With that philosophy in mind, the first question to answer is ‘how would the compiler know which Python version this code was written for?’ A few ideas came to mind:

  • Using the file extensions .py2 and .py3.
  • Automatically detecting the language version.
  • Through a magic comment like source encodings.
  • Via an a special attribute such as ‘__interpreter__’.
  • Assuming a default language version unless otherwise directed.

Having a default version removes ambiguity for the developer. The code will be interpreted as a known Python version unless otherwise directed. This also aids learning Python; teachers and students can focus on a single version until it’s time to introduce the complexity of an alternate, incompatible, language version.

Using an attribute such as ‘__interpreter__’ (which is similar to __name__, __all__ and __metaclass__) to change the Python version used to interpret a block of code has a couple of desirable advantages over the dismissed alternatives.

Firstly, it’s backwards compatible with current versions of Python. All current interpreters will treat the presence of __interpreter__ as a variable assignment. Only the imaginary universal interpreter will observe it’s presence.

Secondly, the attribute could be used to annotate at any level of scope, not just at module scope. Meaning that class and functions could be marked to be interpreted using a different Python language version.

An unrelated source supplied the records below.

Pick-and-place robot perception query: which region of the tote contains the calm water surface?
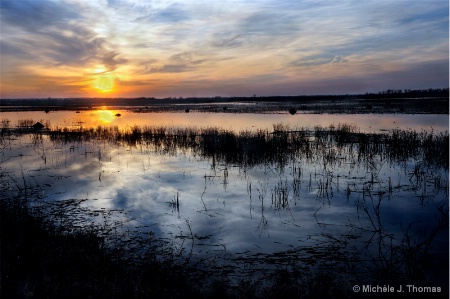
[0,110,449,132]
[0,110,449,284]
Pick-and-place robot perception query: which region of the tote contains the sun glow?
[94,110,115,124]
[94,73,114,92]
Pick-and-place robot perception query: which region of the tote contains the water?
[0,111,449,283]
[1,109,449,133]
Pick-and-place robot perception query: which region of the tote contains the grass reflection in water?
[2,124,449,297]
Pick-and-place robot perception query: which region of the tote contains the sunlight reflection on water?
[1,110,449,133]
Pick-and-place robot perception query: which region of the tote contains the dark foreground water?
[0,115,449,296]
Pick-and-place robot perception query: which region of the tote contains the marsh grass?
[37,124,449,168]
[0,124,449,298]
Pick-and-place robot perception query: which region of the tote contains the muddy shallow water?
[0,109,449,133]
[0,118,449,283]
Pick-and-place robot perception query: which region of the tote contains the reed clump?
[46,124,449,168]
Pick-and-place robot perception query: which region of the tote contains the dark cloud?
[1,0,126,71]
[0,0,81,32]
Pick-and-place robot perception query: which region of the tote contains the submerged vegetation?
[0,120,449,298]
[36,123,449,168]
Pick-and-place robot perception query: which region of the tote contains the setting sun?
[94,74,114,92]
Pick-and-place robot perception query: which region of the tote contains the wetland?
[0,102,449,298]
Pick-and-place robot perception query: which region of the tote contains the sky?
[0,0,449,98]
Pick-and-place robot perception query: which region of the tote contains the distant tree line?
[362,88,449,99]
[0,88,449,109]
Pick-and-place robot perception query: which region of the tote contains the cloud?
[0,0,449,96]
[1,1,127,71]
[146,64,193,74]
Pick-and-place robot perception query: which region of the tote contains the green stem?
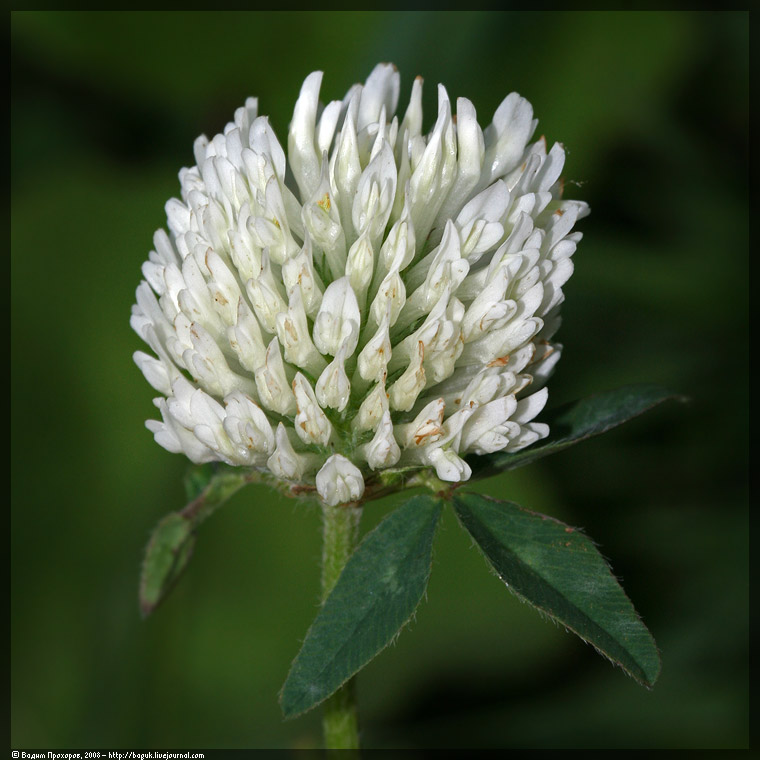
[322,504,362,749]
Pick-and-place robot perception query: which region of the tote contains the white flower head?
[132,64,588,505]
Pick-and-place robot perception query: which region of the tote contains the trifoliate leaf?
[280,494,441,718]
[467,384,683,479]
[454,491,660,686]
[139,463,256,617]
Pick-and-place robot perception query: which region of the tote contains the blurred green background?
[10,12,749,749]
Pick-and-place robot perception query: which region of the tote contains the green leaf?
[467,385,683,478]
[139,464,257,617]
[280,494,441,718]
[454,491,660,686]
[140,512,195,617]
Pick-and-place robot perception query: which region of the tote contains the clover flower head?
[132,64,588,505]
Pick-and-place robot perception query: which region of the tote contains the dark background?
[10,12,749,749]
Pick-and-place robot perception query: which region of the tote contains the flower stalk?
[322,503,362,749]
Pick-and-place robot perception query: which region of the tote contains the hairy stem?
[322,504,362,749]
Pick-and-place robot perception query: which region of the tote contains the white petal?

Here’s an overly complicated example of how this might look:

"Simple universal Python module, defaulting to the Python3 language"

__interpreter__ = 3

class Demo:
    "This will be a new style class as it's interpreted as Python3 code."

def hello(name):
    "This is a Python2 function, therefore print is a statement."
    __interpreter__ = 2
    print "hello %s" % name

if __name__ == "__main__":
    hello("world")

Assuming that the default language version is Python3, then the module level __interpreter__ attribute above is redundant.

Now that my thought experiment has defined how to determine which version of Python is being interpreted; next consider the  changes to the standard library. From Python2 to Python3 a significant reorganisation of the standard library took place. What should the universal interpreter do about this?

The superficial answer is ‘nothing’. As the interpreter knows what version of Python is being interpreted it knows which version of the standard library to use. The universal interpreter can maintain multiple versions of the standard library inline with the language versions supported. This is fine until one version of the language needs to call into another.

In these cases some casting will likely need to take place. A simple case of this is the change to integers in Python3 where (simplistically) the int type was replaced by the long type.

The complex case is the change to text in Python3. As the universal interpreter knows when it’s changing from a Python2 to a Python3 code segment it would be possible to automatically encode from Python3 unicode text string to a Python2 byte string. I don’t think this would be a good idea.

One obvious problem is how to pass a unicode string to Python2 from Python3. But the deeper issue I have with automatically encoding and decoding unicode is the lack of transparency to the developer. I’ve grown accustomed to ‘explicit is better than implicit’. Automatically encoding/decoding doesn’t fall into the syntactic sugar category either. It could easily mask a subtle bug or introduce a serious performance issue.

However, if a workable solution to passing text objects between Python2 and Python3 code segments were to be found, a warning for this casting taking place would be valuable to the developer. If a tight loop involved calling between Python2 and Python3 with text objects all the encoding and decoding taking place could constitute a performance issue. There is precedence of warnings that are ignored by default with the DeprecationWarning warning.

That’s about as far as I got with my thought exercise. Other than contemplate that, even though Python3 support in PyPy hasn’t been an issue to date, Python3 is now in year three of a five year plan. I can’t help but think that some time in the next two or three years, Python3 support in PyPy will be an issue.